PREMIER ACTE. Le rideau se lève. La femme de charge entre. La
femme de charge parle. Nouveaux personnages en scène. Sortie de
Wilding.
DEUXIÈME ACTE. Vendale se déclare. Vendale se décide.
TROISIÈME ACTE. Dans la vallée. Sur la montagne.
QUATRIÈME ACTE. L'horloge de sûreté. Victoire d'Obenreizer. Le
rideau tombe.
OUVERTURE.
Quel jour du mois et de l'année? Le 13 Novembre 1835. Quelle heure?
Dix heures du soir sonnant à la grande horloge de St. Paul.
En même temps toutes les églises de la ville ouvrent leurs gosiers de
bronze et forcent leurs voix. Quelques-unes ont inconsidérément
commencé de chanter avant la Cathédrale; d'autres n'y vont pas si vite
et sont en retard de quatre, de six coups sur la grosse cloche. Cependant
toutes se suivent d'assez près pour laisser ensemble dans l'air une même
résonance longue et plaintive. On dirait que le père ailé qui dévore ses
enfants décrit une courbe retentissante, avec sa faux gigantesque,
au-dessus de la Cité.
Quelle est cette cloche plus sourde et plus triste que toutes les autres,
plus proche aussi de notre oreille?... Ce soir-là elle retarde si fort que
ses vibrations persistent seules, longtemps après que tout autre son s'est
éteint dans l'air. C'est la cloche de l'Hospice des Enfants Trouvés.

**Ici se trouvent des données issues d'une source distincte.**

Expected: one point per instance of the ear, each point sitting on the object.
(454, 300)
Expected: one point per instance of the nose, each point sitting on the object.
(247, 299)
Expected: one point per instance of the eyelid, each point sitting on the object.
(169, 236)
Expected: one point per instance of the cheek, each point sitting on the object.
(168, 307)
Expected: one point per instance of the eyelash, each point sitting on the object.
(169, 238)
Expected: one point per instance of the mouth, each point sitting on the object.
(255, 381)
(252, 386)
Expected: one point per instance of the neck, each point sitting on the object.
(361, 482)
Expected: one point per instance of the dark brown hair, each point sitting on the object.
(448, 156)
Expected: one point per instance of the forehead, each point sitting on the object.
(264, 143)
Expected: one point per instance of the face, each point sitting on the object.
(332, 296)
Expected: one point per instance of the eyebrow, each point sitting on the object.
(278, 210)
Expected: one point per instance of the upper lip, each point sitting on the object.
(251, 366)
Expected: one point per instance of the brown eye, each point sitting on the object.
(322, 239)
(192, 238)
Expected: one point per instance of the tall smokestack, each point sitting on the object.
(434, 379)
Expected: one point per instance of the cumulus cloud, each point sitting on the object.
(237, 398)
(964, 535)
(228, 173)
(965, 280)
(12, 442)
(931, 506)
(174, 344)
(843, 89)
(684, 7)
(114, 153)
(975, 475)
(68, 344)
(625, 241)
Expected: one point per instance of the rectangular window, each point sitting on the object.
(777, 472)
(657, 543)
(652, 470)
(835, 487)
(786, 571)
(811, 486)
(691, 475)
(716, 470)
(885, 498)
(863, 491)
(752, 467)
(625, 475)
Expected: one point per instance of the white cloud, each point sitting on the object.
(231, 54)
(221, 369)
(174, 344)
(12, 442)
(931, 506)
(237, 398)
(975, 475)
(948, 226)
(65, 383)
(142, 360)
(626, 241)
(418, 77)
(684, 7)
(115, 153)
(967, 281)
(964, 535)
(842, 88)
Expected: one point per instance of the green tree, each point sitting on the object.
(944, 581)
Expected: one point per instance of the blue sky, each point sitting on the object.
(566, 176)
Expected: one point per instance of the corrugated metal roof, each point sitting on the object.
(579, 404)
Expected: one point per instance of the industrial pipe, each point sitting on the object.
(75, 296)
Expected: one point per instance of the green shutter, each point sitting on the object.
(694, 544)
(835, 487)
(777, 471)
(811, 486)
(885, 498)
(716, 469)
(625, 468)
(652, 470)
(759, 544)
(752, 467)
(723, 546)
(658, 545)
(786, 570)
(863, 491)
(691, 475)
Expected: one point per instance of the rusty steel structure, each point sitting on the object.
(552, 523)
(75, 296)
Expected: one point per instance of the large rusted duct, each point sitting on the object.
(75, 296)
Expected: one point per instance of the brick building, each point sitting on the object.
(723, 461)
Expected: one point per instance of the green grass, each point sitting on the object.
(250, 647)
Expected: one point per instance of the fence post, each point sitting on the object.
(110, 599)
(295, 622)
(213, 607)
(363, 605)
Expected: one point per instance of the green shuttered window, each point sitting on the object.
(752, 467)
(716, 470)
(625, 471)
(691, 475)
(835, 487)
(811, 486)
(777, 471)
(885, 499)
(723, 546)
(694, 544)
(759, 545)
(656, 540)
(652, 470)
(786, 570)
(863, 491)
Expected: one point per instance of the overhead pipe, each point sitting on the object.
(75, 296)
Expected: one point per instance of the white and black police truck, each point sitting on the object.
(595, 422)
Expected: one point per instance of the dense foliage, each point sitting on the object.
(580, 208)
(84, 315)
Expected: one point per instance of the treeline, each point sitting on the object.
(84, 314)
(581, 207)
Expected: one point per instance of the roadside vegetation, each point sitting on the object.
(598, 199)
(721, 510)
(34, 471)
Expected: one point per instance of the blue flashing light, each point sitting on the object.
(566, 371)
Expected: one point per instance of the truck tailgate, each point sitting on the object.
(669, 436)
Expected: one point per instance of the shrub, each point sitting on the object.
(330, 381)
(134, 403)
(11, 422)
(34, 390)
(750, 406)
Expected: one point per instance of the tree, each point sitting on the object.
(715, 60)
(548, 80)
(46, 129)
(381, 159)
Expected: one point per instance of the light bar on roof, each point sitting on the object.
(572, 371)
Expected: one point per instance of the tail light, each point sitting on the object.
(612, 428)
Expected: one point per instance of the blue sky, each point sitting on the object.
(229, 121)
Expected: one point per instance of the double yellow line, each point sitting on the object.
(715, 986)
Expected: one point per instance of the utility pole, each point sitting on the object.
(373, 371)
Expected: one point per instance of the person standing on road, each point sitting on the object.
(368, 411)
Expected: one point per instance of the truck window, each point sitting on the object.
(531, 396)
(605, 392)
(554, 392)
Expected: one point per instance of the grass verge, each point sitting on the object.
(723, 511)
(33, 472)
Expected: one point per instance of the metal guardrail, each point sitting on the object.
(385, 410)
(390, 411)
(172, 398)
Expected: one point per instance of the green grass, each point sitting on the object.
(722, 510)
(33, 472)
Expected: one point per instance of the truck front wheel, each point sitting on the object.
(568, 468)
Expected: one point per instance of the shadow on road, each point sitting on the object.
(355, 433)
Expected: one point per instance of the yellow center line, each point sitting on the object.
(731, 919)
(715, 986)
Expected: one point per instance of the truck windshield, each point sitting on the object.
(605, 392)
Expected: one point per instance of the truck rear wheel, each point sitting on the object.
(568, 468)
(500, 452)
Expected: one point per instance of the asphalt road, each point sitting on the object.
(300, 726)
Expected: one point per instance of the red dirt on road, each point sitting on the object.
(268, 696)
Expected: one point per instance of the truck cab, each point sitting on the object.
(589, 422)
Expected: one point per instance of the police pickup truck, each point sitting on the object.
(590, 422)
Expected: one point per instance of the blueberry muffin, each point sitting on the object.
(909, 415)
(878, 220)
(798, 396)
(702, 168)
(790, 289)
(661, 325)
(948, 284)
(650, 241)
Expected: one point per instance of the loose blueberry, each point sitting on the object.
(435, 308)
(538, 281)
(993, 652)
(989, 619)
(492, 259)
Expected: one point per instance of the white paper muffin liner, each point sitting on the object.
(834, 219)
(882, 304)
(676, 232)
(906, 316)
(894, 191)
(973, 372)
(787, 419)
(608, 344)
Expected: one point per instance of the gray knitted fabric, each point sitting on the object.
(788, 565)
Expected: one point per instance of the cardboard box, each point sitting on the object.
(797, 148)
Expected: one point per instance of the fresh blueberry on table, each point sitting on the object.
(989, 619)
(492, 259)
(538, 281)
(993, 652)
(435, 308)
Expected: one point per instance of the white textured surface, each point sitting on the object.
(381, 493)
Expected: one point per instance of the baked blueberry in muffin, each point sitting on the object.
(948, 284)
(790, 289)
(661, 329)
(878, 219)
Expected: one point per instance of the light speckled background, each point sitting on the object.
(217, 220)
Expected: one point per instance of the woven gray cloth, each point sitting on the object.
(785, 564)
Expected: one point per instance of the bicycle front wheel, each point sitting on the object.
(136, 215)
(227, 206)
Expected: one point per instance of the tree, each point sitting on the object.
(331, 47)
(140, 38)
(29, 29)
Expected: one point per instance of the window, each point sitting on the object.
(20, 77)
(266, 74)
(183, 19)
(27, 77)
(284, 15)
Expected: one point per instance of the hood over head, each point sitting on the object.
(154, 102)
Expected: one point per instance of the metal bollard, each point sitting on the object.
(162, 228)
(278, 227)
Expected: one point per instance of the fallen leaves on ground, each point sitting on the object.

Jadis les enfants y étaient reçus sans enquête. Un tour pratiqué dans la
muraille s'ouvrait et se refermait discrètement. Il n'en est plus ainsi
aujourd'hui. On prend des informations sur les pauvres petits hôtes, on
les reçoit par faveur des mains de leurs mères. Ces malheureuses mères
doivent renoncer à les revoir, à les réclamer même, et cela pour jamais!
Ce soir, la lune est dans son plein, la nuit est assez douce. La journée
n'a pourtant pas été belle; la boue épaissie par les larmes du brouillard
recouvre les rues d'une couche noirâtre, et, certes, il faut, pour éviter
l'atteinte pénétrante, que la dame voilée qui se promène de long en
large soit bien et solidement chaussée.
Elle marche évitant la place des fiacres; on la voit s'arrêter de temps en
temps dans l'ombre de la partie occidentale de ce grand mur
quadrangulaire, le visage tourné vers une petite porte dérobée.
Au-dessus de sa tête se déploie le ciel pur, éclairé par cette lune
brillante, les souillures du pavé s'étendent sous ses pas, et son esprit est
divisé entre des pensées bien différentes, les unes presque heureuses,
les autres cruelles. Son coeur ne lui parle point le même langage que
l'expérience impitoyable; l'empreinte de ses pieds se succédant aux
mêmes places dans cette boue noire a fini par y tracer comme un
labyrinthe: ne serait-ce point là l'image de sa vie, des obstacles que le
hasard a dressés devant elle, et du dédale inextricable où ses fautes l'ont
engagée?
La porte dérobée s'ouvrit alors, et une jeune femme sortit de l'Hospice.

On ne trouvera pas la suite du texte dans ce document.